Coupled with the lack of other evidence of human habitation from 50,000 years ago, such as concrete traces of dietary remains or hearths—charcoal at the site could have originated from naturally occurring fires—the tools’ resemblance to rock fragments created by monkeys calls into question the likelihood that humans were responsible for their creation.

The new findings could have a major impact on our understanding of when the first humans arrived in the Americas. Pleistocene archeological sites from Brazil are among the most compelling evidence that people lived on the continents prior to the end of the last Ice Age.

Capuchin monkey fracturing nuts using a rock as a hammer and a larger one as an anvil in Northeast Brazil. Photo by Tiago Falótico, courtesy of CONICET.

Capuchin monkey fracturing nuts using a rock as a hammer and a larger one as an anvil in Northeast Brazil. Photo by Tiago Falótico, courtesy of CONICET.

The once-predominant “Clovis first” theory long held that glaciers prevented significant settling of the Western Hemisphere until around 14,000 years ago.
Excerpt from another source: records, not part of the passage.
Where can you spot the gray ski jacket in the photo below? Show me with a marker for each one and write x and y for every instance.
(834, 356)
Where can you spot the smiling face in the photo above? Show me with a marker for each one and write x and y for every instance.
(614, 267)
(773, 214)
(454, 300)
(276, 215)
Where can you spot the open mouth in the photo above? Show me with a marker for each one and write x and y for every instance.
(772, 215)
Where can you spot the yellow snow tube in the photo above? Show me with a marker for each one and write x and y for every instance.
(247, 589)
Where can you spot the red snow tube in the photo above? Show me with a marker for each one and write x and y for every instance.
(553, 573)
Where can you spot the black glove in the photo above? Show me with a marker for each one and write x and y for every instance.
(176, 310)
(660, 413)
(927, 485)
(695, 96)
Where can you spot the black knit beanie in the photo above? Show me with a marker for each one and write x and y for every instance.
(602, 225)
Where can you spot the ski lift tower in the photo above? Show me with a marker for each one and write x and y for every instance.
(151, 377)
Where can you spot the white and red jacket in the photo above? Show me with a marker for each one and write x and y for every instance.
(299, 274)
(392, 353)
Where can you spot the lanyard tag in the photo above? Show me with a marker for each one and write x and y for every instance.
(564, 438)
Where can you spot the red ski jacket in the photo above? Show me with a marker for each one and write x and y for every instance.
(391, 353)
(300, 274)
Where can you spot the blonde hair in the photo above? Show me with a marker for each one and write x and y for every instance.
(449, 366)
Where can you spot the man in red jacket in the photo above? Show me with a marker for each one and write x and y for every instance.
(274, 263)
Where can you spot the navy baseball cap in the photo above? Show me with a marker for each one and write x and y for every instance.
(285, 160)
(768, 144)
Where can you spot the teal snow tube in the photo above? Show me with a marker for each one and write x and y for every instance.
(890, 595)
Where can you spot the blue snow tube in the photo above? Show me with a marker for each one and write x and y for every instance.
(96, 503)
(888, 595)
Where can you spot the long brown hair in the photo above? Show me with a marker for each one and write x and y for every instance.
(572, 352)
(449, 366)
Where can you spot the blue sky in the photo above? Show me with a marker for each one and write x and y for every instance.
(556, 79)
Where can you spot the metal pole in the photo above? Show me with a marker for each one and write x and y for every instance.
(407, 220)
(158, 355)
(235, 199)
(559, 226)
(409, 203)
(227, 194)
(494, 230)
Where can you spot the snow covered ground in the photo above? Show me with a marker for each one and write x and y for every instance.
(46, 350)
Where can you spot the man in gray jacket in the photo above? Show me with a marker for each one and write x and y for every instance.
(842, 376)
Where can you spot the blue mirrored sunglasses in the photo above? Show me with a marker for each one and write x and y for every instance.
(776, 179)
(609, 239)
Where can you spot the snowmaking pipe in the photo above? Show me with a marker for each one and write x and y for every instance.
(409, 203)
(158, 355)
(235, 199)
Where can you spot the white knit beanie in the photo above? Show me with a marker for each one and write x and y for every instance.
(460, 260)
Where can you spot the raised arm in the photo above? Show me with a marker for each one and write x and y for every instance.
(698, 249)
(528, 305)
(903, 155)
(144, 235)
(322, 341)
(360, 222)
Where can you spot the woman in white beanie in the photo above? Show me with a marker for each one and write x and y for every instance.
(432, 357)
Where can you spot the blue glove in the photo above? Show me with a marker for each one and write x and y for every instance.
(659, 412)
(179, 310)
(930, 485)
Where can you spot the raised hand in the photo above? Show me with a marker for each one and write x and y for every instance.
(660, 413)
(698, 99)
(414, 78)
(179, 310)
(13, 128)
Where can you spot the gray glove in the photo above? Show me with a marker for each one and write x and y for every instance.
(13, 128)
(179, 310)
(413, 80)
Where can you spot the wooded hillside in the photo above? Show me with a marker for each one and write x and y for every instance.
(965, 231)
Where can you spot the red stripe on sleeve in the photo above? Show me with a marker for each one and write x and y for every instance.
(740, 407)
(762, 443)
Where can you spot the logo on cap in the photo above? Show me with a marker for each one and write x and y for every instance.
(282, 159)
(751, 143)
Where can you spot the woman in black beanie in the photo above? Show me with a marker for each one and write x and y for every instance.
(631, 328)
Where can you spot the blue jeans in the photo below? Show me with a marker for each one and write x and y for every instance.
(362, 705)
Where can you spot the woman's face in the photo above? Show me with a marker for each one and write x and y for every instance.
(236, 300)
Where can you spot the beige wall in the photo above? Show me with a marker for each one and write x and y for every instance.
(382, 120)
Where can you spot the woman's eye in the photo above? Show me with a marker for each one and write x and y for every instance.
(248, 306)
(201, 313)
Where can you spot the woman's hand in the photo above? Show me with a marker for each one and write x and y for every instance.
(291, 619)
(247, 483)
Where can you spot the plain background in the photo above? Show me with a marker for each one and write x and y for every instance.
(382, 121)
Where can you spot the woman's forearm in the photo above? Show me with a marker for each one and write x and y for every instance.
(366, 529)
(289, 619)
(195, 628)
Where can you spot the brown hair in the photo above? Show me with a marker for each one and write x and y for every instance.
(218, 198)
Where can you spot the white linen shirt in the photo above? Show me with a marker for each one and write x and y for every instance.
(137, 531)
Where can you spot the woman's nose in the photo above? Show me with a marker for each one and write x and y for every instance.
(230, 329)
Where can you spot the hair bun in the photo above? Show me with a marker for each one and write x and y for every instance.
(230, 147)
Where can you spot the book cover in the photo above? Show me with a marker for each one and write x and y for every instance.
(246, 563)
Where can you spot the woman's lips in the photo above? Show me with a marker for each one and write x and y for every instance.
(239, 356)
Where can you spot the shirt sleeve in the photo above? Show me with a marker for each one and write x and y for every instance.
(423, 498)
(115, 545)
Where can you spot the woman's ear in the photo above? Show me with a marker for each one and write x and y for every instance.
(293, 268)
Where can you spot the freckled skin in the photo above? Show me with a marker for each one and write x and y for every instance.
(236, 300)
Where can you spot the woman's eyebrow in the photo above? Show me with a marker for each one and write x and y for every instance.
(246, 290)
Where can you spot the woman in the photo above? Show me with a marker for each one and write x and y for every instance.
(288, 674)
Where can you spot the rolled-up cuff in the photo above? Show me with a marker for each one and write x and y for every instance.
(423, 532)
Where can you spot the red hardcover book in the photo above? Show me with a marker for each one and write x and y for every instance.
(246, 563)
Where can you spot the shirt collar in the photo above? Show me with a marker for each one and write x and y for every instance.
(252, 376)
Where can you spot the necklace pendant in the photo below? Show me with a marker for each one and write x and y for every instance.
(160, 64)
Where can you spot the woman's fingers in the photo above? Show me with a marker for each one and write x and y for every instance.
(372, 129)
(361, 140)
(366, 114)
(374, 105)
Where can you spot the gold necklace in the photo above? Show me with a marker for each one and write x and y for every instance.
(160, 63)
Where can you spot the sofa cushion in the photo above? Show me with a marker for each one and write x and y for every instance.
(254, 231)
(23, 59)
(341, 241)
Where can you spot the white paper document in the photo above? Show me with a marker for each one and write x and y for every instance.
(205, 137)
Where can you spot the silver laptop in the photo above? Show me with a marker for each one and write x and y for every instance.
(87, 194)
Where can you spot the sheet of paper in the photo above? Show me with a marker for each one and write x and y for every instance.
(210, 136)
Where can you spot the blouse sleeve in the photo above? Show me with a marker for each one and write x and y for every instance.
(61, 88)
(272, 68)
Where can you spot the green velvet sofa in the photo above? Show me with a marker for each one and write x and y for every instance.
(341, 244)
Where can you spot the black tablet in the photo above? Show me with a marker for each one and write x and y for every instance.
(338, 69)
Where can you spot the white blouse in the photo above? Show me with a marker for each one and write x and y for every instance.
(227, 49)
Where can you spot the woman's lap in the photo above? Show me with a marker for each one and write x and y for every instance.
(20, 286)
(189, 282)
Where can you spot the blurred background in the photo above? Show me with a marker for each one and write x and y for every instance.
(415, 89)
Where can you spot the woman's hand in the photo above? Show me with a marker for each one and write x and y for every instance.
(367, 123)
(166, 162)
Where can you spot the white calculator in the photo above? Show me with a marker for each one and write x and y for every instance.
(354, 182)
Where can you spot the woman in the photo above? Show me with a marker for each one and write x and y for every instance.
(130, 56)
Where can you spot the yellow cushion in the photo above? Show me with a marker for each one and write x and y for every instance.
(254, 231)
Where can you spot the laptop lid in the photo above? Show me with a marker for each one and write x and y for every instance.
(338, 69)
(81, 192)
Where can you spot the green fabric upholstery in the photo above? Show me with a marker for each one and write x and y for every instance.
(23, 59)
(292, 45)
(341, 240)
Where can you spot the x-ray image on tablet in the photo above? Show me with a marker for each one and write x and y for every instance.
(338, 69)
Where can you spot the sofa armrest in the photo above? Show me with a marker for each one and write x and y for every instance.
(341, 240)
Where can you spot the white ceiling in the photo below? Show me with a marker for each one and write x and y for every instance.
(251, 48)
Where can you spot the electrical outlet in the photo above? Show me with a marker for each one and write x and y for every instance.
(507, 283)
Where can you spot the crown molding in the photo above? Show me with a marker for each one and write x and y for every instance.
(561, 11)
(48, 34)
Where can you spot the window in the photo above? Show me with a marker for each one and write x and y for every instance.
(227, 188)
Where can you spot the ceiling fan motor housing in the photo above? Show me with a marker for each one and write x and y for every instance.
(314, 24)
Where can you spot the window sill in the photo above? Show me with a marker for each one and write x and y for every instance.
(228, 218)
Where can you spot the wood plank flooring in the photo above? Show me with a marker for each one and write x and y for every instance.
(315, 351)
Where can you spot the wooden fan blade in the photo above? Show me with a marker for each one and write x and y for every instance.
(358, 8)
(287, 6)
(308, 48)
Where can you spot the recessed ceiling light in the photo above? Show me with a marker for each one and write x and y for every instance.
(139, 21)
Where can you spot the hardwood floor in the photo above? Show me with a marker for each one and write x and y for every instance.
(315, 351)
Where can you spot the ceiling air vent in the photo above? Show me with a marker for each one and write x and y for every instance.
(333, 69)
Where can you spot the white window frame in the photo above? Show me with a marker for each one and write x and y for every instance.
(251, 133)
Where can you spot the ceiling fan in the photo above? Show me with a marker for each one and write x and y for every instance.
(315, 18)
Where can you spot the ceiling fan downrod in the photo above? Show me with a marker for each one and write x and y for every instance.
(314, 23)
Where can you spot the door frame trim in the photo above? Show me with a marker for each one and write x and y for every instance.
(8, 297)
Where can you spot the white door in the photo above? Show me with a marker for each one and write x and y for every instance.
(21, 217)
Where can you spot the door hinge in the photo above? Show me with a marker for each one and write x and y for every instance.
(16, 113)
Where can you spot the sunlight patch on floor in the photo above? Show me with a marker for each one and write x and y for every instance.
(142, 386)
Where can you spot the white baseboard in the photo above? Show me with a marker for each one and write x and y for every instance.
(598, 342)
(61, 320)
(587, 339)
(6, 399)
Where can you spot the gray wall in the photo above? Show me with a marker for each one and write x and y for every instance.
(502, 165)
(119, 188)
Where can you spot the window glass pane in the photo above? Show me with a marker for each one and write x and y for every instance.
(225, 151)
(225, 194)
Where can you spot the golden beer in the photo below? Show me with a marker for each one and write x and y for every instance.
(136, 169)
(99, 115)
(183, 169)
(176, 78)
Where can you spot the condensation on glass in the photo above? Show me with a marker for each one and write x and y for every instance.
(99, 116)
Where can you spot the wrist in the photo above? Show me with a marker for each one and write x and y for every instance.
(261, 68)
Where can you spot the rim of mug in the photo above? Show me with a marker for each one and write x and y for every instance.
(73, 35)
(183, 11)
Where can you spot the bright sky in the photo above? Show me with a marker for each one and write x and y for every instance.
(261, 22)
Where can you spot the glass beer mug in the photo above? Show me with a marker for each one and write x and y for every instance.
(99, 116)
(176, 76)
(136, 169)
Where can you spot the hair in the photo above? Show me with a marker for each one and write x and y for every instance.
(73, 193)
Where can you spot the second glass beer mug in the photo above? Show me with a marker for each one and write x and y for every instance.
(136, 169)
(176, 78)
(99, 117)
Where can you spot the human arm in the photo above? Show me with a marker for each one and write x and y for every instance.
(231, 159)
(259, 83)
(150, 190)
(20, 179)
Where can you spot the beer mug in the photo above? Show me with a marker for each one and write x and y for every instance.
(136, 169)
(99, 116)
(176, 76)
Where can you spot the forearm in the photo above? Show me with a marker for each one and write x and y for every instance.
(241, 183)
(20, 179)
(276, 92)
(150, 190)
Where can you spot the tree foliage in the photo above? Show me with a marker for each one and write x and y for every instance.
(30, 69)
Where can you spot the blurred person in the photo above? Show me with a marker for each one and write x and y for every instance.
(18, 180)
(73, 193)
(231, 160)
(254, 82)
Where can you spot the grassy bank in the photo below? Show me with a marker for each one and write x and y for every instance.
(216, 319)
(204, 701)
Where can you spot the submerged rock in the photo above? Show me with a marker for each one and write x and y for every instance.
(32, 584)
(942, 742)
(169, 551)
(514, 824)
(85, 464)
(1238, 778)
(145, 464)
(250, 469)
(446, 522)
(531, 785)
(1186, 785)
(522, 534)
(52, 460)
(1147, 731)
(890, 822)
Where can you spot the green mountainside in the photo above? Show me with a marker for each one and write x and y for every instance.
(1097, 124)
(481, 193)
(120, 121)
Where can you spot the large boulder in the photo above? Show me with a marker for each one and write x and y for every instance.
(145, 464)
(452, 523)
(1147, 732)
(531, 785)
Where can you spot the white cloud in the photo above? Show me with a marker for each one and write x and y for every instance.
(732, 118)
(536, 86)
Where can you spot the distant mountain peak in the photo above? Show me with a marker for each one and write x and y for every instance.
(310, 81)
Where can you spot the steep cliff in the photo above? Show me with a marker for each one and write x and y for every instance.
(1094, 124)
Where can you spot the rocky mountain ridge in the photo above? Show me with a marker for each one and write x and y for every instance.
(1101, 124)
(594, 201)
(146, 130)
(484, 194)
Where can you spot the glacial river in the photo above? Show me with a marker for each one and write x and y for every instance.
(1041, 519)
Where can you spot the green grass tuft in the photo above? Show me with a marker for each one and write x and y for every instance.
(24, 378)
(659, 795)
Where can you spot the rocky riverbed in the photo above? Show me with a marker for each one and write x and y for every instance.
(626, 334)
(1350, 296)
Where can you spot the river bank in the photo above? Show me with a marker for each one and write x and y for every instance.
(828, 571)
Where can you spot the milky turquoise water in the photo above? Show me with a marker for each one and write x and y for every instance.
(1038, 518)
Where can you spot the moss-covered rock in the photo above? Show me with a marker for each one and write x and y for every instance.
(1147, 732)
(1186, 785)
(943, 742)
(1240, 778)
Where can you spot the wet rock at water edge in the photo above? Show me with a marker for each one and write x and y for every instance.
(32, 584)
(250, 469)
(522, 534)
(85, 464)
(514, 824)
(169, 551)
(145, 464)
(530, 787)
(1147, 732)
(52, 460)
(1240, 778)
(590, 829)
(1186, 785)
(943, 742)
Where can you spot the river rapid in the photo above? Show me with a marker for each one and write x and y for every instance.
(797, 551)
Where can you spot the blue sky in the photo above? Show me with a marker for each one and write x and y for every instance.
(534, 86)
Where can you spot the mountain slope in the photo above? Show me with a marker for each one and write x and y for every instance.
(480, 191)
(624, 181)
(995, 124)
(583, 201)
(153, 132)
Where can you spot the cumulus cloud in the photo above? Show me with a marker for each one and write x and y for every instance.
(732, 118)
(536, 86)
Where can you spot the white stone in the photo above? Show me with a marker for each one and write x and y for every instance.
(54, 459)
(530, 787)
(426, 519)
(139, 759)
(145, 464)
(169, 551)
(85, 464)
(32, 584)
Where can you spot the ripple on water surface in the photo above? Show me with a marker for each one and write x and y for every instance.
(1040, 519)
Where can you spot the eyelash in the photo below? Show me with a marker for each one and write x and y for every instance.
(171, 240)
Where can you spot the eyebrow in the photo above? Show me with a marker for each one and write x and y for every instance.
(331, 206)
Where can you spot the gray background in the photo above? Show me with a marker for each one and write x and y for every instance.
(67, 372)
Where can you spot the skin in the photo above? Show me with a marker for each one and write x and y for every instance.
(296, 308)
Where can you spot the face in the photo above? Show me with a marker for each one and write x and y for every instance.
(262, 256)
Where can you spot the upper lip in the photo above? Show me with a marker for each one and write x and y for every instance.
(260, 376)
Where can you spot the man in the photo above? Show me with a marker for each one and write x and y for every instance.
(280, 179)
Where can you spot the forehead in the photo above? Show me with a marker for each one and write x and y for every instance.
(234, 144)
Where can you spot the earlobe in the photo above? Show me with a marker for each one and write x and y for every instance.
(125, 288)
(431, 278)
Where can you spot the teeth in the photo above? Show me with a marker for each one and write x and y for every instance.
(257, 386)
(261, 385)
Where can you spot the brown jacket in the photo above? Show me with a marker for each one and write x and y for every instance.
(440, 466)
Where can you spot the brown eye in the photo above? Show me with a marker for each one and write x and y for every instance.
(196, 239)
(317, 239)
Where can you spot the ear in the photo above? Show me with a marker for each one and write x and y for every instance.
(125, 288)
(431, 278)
In recent decades, archaeological sites like the Buttermilk Creek complex in Texas, which has evidence of human inhabitants dating back 15,000 years, and Monte Verde in Chile, dated as early as 18,500 years ago, have challenged that hypothesis. There is growing acceptance of the theory that during the Ice Age, people began settling along a coastal entry route.

But support for a Pre-Clovis human presence received a setback last month, when new testing called into question the dating of fossilized footprints at New Mexico’s White Sands National Park to 22,800 to 21,130 years ago—making them the oldest evidence of human occupation of North America. It now appears the seeds used to date the markings may have ingested ancient carbon from the waters of Lake Otero, leading to inaccurate, artificially ancient dating.

Now, Brazil’s capuchin monkeys may have landed another blow against the Pre-Clovis faction.

“Our work reinforces the idea that the human settlement of this part of the American continent is more recent and is in line with the studies that determine its arrival some 13,000 or 14,000 years before the present,” Agustín Agnolín, of Argentina’s National Institute of Anthropology and Latin American Thought, added. “This questions the hypotheses that proposed an excessively old settlement of South America.”